Dimitri devient alors un ange vengeur, un symbole de libération et de lutte, se rendant compte que faire le bien et toujours mieux que faire le mal.
Pour la finesse, on reviendra
Il est évident que cet American Nightmare se veut frontal et percutant dans ce qu’il raconte. Il n’est donc pas étonnant que certaines personnes le perçoivent comme un pamphlet raciste anti-blanc (si tant est que cela existe). Gerard McMurray aurait pu être un peu plus finaud dans sa conclusion, ou dans certains moments qui peuvent prêter à sourire, comme toute l’iconographie nazie ou liée au Ku Klux Klan. On n’avait pas besoin de ça pour comprendre le message intrinsèque du film. Cependant, c’est très bien mis en scène. Le démarrage de la purge est inquiétant à souhait avec un joli jeu de lumière grâce aux lentilles. Cela diffuse une atmosphère lugubre, où le danger peut survenir de n’importe quel coin de rue. De plus, les scènes d’action sont efficaces et lisibles. Il manque juste à ce film un petit ajout horrifique pour parfaire le tout.
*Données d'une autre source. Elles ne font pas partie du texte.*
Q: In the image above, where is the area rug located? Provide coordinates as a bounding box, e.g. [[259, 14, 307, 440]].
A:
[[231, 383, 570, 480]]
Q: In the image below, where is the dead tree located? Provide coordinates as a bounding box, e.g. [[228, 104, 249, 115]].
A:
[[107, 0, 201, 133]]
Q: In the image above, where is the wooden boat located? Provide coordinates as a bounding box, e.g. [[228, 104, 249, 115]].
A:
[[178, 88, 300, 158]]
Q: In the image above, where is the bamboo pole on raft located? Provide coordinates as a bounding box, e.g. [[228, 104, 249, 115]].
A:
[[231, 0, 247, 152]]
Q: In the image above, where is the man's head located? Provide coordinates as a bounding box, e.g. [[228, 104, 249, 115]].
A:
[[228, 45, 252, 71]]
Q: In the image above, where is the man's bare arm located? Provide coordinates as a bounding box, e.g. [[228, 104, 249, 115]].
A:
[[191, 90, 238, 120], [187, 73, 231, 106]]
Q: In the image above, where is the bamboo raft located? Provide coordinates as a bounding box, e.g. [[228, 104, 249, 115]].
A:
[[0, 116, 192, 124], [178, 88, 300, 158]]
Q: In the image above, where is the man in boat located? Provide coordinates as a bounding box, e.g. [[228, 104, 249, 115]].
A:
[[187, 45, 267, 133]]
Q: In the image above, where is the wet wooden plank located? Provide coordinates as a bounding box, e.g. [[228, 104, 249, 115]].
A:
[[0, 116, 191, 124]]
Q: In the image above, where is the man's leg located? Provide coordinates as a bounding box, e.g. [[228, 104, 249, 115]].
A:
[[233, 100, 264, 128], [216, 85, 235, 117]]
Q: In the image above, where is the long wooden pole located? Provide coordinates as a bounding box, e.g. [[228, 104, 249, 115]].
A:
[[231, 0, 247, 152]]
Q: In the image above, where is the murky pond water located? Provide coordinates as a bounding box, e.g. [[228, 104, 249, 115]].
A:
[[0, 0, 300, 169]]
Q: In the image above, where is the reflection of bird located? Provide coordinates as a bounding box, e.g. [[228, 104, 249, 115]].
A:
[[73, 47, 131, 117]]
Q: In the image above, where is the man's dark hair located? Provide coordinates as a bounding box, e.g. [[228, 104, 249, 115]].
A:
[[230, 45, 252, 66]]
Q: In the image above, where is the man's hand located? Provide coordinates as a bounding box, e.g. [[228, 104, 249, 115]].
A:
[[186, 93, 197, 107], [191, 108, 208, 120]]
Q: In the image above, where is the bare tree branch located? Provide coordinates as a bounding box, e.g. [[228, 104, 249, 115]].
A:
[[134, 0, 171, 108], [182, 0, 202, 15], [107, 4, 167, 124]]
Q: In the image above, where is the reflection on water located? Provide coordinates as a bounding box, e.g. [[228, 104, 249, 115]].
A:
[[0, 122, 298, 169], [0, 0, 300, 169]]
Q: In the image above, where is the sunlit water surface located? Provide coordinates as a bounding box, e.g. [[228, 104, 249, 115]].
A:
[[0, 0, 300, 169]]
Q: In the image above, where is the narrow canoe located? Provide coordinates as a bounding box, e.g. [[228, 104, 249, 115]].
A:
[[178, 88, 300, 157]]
Au final, ce quatrième opus des American Nightmare n’est pas si décevant que ça. Certes, il est binaire et frontal, mais il se révèle aussi efficace et tendu, possédant en prime un fond qui est intelligent et important. Sans jamais sombrer dans la morale à deux balles, le film prend clairement parti, mais il le fait avec sens et sans démagogie. Si on aurait pu avoir un film un peu plus gore, un peu plus nerveux, il n’en demeure pas moins que Gerard McMurray sert une origin story potable et efficace, à défaut de réaliser un chef-d’œuvre, ce qui risque fort de ne pas être possible avec un tel pitch.